The money is a first instalment as part of an agreement with teachers after the province's decision in 2002 to chop contract provisions allowing teachers to bargain class sizes.
B.C. Teachers' Federation president Glen Hansman said Thursday that the work “to repair the damage to public education has just begun” and that Premier Christy Clark and her government must now pay to reinstate conditions for teachers and students.
“It's been almost 15 years to the day since then minister of education Christy Clark first brought in the unconstitutional legislation,” he said. “Teachers and students have waited long enough.”
Education Minister Mike Bernier would not say how much money the province would provide for teachers in response to the November 2016 ruling that called the government's actions unconstitutional for blocking the union's right to bargain class size and the number of students with special needs in each class.
He said a lot has changed since the government's decision to introduce legislation so the union cannot expect to have an agreement reflecting its former conditions.
“When you look at how the province has really changed over the last 15 years, we have almost 70,000 fewer students, there have been changes where people are living around the province and schools have been closed because of that,” he said.
“There's a lot of discussion that has to take place. It's not as simple as just flipping a switch and just going back to 2002 because we're not at the same place in the province.”
Bernier said he didn't know when a final agreement will be in place but hoped it would be ready to allow planning for the next school year.
“Negotiations and discussions are going to continue on with the BCTF more than likely past (the time) when we present our next budget,” he said. The provincial budget will be presented in mid-February.
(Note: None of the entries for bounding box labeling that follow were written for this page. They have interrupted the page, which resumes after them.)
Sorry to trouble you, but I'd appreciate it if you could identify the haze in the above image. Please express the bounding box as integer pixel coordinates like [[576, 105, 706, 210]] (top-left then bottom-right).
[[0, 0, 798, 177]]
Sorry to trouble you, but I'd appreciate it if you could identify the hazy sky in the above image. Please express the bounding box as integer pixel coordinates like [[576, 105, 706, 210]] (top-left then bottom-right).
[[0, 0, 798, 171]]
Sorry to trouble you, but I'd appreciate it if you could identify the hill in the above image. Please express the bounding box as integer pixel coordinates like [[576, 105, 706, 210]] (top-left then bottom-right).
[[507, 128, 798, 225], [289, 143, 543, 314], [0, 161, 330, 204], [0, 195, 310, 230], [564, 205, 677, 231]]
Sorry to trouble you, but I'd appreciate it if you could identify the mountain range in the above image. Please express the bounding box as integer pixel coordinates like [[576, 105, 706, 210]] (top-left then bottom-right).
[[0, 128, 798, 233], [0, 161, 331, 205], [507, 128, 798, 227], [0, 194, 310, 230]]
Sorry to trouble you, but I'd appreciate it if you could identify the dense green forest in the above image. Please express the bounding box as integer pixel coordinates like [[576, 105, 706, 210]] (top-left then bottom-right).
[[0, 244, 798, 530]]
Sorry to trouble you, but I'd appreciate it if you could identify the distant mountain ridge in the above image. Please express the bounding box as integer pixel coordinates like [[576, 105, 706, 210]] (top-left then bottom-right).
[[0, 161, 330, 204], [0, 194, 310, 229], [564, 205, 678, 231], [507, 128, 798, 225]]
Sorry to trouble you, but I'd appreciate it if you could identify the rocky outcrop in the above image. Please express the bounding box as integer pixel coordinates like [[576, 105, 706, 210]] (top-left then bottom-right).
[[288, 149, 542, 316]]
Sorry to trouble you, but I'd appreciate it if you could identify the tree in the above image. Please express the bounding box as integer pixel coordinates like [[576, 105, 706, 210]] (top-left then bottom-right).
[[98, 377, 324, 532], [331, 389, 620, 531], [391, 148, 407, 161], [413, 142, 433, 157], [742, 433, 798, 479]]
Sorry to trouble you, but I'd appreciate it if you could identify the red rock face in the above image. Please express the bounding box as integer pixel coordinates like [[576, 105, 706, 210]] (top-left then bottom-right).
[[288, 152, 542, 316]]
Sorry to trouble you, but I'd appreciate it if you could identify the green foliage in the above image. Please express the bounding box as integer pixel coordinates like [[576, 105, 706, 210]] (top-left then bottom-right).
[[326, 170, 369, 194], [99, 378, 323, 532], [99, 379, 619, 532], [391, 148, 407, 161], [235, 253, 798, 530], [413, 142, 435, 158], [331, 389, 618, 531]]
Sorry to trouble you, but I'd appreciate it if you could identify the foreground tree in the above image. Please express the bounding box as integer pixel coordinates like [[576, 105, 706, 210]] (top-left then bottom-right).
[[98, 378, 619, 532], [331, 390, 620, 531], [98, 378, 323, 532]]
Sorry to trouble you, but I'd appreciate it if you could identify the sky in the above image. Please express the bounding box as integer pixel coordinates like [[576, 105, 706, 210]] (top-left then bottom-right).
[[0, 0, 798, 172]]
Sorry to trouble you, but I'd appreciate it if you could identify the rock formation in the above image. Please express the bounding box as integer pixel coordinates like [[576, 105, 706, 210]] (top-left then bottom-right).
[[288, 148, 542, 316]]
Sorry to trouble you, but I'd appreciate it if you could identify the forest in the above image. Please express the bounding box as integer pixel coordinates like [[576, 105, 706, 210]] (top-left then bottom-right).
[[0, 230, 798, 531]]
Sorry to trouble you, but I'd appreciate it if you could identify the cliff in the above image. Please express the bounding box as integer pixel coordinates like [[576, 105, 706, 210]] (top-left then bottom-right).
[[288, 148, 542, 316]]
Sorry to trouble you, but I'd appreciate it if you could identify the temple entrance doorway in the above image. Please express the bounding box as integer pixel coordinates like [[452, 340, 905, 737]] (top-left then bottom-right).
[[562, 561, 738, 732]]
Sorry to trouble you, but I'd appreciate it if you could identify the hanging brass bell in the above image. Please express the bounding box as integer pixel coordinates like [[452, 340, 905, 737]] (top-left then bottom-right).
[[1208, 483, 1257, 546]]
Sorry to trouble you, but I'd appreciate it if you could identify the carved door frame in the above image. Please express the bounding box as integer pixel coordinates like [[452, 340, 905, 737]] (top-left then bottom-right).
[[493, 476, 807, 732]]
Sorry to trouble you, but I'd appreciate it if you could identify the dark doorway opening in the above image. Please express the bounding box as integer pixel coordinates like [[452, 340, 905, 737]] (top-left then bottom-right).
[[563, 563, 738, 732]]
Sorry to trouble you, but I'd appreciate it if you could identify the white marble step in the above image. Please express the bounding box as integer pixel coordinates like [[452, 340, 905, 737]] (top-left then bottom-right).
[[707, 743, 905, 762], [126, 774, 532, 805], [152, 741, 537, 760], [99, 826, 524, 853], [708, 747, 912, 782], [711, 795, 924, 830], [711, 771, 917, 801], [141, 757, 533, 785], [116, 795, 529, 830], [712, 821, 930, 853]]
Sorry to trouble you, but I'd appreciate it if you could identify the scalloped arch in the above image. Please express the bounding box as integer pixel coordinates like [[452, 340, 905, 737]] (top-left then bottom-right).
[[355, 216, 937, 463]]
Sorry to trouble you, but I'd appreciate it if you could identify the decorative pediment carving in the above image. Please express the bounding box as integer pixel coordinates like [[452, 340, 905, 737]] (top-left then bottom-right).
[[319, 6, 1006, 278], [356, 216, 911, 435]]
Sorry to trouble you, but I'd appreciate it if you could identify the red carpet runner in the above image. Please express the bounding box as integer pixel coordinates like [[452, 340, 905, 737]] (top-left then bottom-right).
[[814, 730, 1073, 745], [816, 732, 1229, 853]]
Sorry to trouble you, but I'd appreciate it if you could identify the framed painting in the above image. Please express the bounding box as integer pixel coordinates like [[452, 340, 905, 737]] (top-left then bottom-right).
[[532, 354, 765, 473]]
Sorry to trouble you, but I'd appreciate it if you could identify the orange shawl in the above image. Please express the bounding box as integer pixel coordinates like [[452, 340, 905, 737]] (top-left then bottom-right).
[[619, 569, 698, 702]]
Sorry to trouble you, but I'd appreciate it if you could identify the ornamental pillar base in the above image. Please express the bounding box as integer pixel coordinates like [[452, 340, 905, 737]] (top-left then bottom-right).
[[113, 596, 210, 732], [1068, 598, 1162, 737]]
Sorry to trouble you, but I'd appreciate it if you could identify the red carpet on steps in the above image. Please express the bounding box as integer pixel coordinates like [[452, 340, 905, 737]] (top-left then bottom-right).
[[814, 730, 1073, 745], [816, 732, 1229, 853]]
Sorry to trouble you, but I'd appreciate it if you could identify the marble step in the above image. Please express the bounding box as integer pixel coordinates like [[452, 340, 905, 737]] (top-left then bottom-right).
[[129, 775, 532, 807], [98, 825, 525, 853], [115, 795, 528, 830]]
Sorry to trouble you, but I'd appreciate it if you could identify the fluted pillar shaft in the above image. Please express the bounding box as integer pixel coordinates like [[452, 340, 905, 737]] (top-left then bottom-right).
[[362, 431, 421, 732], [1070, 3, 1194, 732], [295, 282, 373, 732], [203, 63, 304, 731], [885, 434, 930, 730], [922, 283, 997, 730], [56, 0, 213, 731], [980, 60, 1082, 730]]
The $50 million will go towards hiring additional teachers and speciality teachers, including speech-language pathologists and behaviour intervention specialists, aboriginal support specialists and counsellors, the government said.
The money is in addition to a $100-million learning improvement fund that the government already put in place last year to help hire more teachers and education assistants.
Hansman said the union has negotiated a dispute resolution process as part of the agreement after years of acrimony between the two sides, leading to three strikes by teachers.
Teachers also want transparency from the government, he said.
“That transparency is really, really important to us. We've been concerned that the current education fund is a shell game.”
New Democrat education critic Rob Fleming said the agreement allowing school districts to hire more teachers likely halted British Columbia's slide to one of the lowest-funded jurisdictions in Canada when it comes to education.
“But the signal today that the 15-year war on education that (Premier) Christy Clark has waged in the courts, in confrontations, in the longest school disruption in B.C. history just in 2014, that era is over. That has been an absolute political failure of the B.C. Liberals,” Fleming said.